Mirka (Anna Przybylska) to dziewczyna z warszawskiej Pragi. Wychowana i zakochana w typowo praskim klimacie wybrała jednak zasadniczo inną drogę życiową niż jej przyjaciele z dzieciństwa – ukończyła bowiem prestiżowy wydział prawa. Choć wydawać by się mogło, że jej zawód to wręcz ujma na honorze rodziny z cwaniackimi korzeniami, okazuje się dla mieszkańców starej kamienicy ostatnią deską ratunku. Aby pomóc najbliższym, Mirka, używając osobistego wdzięku, wrodzonego sprytu, pomocy wuja i trików rodem z Hollywood, będzie musiała zdobyć się na najbardziej zwariowany numer w całej swojej dotychczasowej karierze… opis dystrybutora
Może – Fajny, momentami zabawny, ale niestety to prawda ze to najgorszy film w dorobku Lubaszenki. Do tego tylko świetna Ania Przybylska, zagrać podwójną role trzeba potrafić, nie spodziewałam się że jest tak dobrą aktorką. Szkoda że nie gra zbyt dużo. Ale i tak warto film poznać chociażby na te kilka nazwisk i dla porównania bo niestety cieżko w obecnej chwili o dobra polską komedie.

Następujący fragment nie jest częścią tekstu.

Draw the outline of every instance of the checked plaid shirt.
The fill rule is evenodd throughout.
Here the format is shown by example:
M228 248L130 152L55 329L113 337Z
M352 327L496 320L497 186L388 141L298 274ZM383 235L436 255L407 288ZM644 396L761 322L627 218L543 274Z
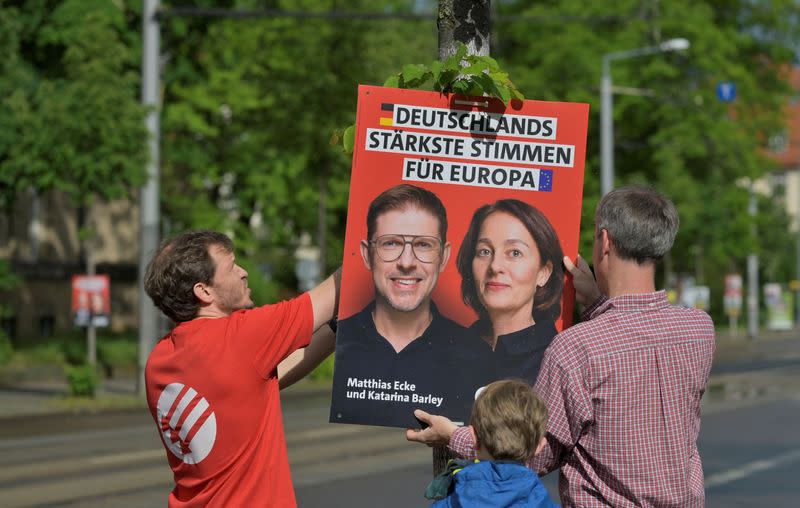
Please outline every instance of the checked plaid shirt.
M702 507L697 435L711 319L670 306L663 291L601 298L584 316L542 361L535 389L550 413L548 446L528 466L561 468L567 507ZM474 444L469 427L450 440L459 455Z

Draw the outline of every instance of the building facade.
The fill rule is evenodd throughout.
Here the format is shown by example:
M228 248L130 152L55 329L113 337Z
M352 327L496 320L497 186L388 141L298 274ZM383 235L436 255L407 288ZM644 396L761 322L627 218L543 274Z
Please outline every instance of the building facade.
M84 228L85 224L89 228ZM112 331L137 326L138 206L129 199L80 207L57 191L18 196L10 214L0 214L0 259L21 283L0 292L0 326L15 344L74 328L72 276L95 271L111 284ZM86 240L93 231L94 240Z

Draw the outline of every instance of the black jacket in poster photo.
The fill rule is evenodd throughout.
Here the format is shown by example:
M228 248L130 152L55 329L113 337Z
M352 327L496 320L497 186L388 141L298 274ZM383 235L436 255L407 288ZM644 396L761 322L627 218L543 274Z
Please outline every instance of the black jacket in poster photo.
M476 390L495 377L489 345L431 305L431 324L396 352L373 309L338 324L330 421L418 427L413 411L422 409L469 422Z
M475 336L481 335L478 322L470 326L468 331ZM544 352L557 333L553 321L538 319L534 325L499 336L492 355L492 380L519 379L533 386Z

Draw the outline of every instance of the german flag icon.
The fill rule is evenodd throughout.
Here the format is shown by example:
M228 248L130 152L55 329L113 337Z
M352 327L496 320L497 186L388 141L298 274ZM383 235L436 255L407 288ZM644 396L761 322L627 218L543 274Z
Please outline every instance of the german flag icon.
M380 124L385 127L391 127L394 125L394 104L381 104L381 119Z

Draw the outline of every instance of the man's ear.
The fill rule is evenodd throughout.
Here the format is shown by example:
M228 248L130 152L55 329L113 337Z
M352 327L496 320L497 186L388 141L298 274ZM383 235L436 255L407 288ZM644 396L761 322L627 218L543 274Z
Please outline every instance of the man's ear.
M539 440L539 444L536 445L536 451L533 452L534 455L539 455L539 452L544 450L545 445L547 445L547 439L542 436L542 439Z
M214 301L214 295L211 293L211 291L209 291L208 286L202 282L195 284L192 290L194 291L194 296L196 296L200 302L209 304Z
M611 246L614 242L611 240L611 236L608 234L607 229L600 230L600 254L603 256L607 256L611 252Z
M359 247L361 248L361 259L364 261L364 266L367 267L367 270L371 272L372 259L369 256L369 242L366 240L361 240Z
M451 248L450 242L444 243L444 247L442 248L442 260L439 262L439 273L444 271L444 267L447 266L447 262L450 260Z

Tak jak poprzednicy – film starałem się oglądać jak najszybciej się tylko dało, Przybylska do roli faceta zupełnie się nie nadaje, słaba próba rozśmieszenia widowni scenami z członkami Kabaretu Moralnego Niepokoju. Ogólnie mierny film z banalną i słabiutką fabułą.
Pozostałe
Ughh… – Po takich filmach jak ten zadaję sobie pytanie – i jak tu nie narzekać na rodzimą kinematografię? Znaczny spadek od czasów stosunkowo do przełknięcia "Poranku kojota" i " E=mc²". Ani to zabawne ani oryginalne. Przy tym Lubaszenko wprowadza multum postaci, chyba tylko po to by samemu zgubić się we własnym projekcie.
Dwa punkty chyba tylko za sceny z tymi babciami :) i panami z kabaretu Moralnego Niepokoju.